PROBLEM: A king wants to hire a royal adviser, so he invites his kingdom's three wisest men to engage in a contest of wits. He sits them down facing one another and walks behind them, putting a cap on each man's head. He tells them that he has given each of them a red cap or a white cap; in fact, he has placed red caps on all three heads. No one can see what he himself is wearing; there are no mirrors or other ways to cheat. The king says, "Raise your hand if you see someone wearing a red hat." All three men raise their hands. Then the king says, "All right, now, if you know what color your cap is, stand up."
For several minutes, no one moves. Then wise man No. 3 stands up. "I am wearing a red cap!" he proclaims. How did he know?
ANSWER: Wise man No. 3 first imagined himself wearing a white cap. "If I have a white cap," he reasoned, "then when wise man No. 2 raised his hand he must have been looking at wise man No. 1's red cap. Wise man No. 1, being smart, would have realized immediately that the red cap seen by No. 2 had to be his, and he would have stood up. Wise man No. 2 would have reached the same conclusion and he would have stood up quickly as well. Since neither of the others stood up, I must not be wearing a white cap. I must be wearing a red one."
SUBSEQUENTLY: Wise man No. 3 is made the king's royal adviser. Two days later, the king consults with him. "The people of my kingdom are unhappy," he says. "There is much misery and disease, farmland lies fallow, and war may be imminent. What shall I do?"
The wise man thinks for a moment. Then he says, "Sire, do any of those people happen to be wearing a red hat?"
PROBLEM: I was born in Boston, and my parents were born in Boston. Yet I was not born a United States citizen. How is this possible?
ANSWER: I was born before 1776, before the United States was created.
SUBSEQUENTLY: Like many others, I became a proud U.S. citizen in 1776. The ensuing years have been arduous for me, and I bear no small shame for the unholy means by which I have sustained myself for more than two centuries. You see, I am not only a U.S. citizen . . . I am also a vampire.
PROBLEM: A traveller visits an island inhabited by two types of people, knights and knaves. Knights always tell the truth; knaves always lie. The visitor falls in love with a local girl and wants to marry her. But before marrying he wants to be sure she is not a knave. An island tradition prohibits men from speaking to women until they are married. So the traveller must ask the girl's brother, who may be a knight or a knave and is not necessarily the same type as his sister. The traveller is allowed to ask the brother one question to find out if his potential bride-to-be is a knave. What is the question?

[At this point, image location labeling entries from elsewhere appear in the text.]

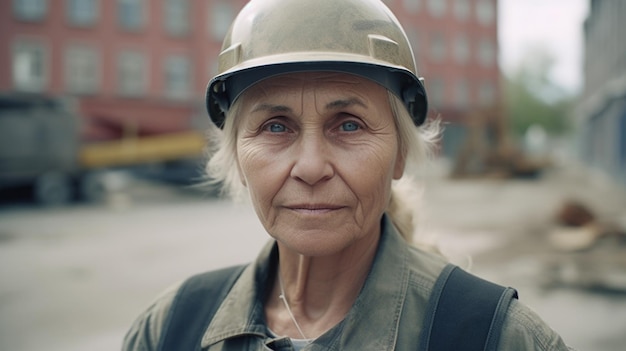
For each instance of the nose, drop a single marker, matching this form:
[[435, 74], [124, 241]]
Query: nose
[[312, 163]]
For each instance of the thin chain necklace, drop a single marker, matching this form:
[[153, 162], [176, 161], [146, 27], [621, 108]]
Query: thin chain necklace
[[284, 299]]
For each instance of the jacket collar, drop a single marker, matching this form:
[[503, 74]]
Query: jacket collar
[[371, 323]]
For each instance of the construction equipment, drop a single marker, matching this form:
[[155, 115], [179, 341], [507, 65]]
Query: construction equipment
[[40, 146]]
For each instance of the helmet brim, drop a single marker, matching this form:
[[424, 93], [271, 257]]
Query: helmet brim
[[226, 88]]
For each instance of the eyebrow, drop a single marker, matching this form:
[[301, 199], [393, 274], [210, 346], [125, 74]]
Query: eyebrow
[[338, 104], [334, 105], [272, 108]]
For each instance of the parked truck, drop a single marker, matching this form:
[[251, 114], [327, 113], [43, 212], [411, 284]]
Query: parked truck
[[41, 148]]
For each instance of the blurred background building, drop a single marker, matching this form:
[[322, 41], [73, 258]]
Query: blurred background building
[[138, 69], [602, 112]]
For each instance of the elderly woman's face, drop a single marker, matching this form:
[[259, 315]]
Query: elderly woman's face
[[318, 152]]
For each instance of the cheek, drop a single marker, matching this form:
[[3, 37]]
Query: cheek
[[260, 170], [369, 173]]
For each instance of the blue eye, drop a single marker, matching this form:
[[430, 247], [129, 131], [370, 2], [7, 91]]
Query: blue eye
[[276, 128], [349, 126]]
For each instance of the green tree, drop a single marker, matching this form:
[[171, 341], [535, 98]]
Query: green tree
[[532, 98]]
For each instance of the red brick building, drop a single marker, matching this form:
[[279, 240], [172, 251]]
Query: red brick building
[[144, 64]]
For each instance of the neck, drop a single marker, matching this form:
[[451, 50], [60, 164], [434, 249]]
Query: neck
[[318, 290]]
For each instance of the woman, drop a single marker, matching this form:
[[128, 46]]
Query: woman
[[319, 102]]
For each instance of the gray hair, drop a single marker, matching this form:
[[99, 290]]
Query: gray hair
[[416, 143]]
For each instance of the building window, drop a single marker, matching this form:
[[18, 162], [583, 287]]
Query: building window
[[485, 12], [30, 10], [222, 14], [82, 12], [131, 14], [486, 52], [176, 17], [486, 94], [30, 68], [462, 9], [438, 47], [132, 73], [177, 77], [412, 6], [461, 49], [461, 94], [437, 8], [82, 69]]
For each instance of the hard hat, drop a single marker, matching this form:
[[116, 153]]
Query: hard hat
[[273, 37]]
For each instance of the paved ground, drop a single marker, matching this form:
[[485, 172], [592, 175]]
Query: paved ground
[[74, 278]]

ANSWER: Are you and your sister of the same type? If the brother answers yes, then, no matter whether he is a knight or a knave, his sister must be a knight. If the brother answers no, the sister must be a knave.
SUBSEQUENTLY: The bride's brutal honesty soon sours the marriage, and the visitor leaves the strange island heartbroken, vowing never again to book travel through the Internet. Knights and knaves gradually intermarry, and within three generations everybody on the island lies occasionally, at unpredictable times.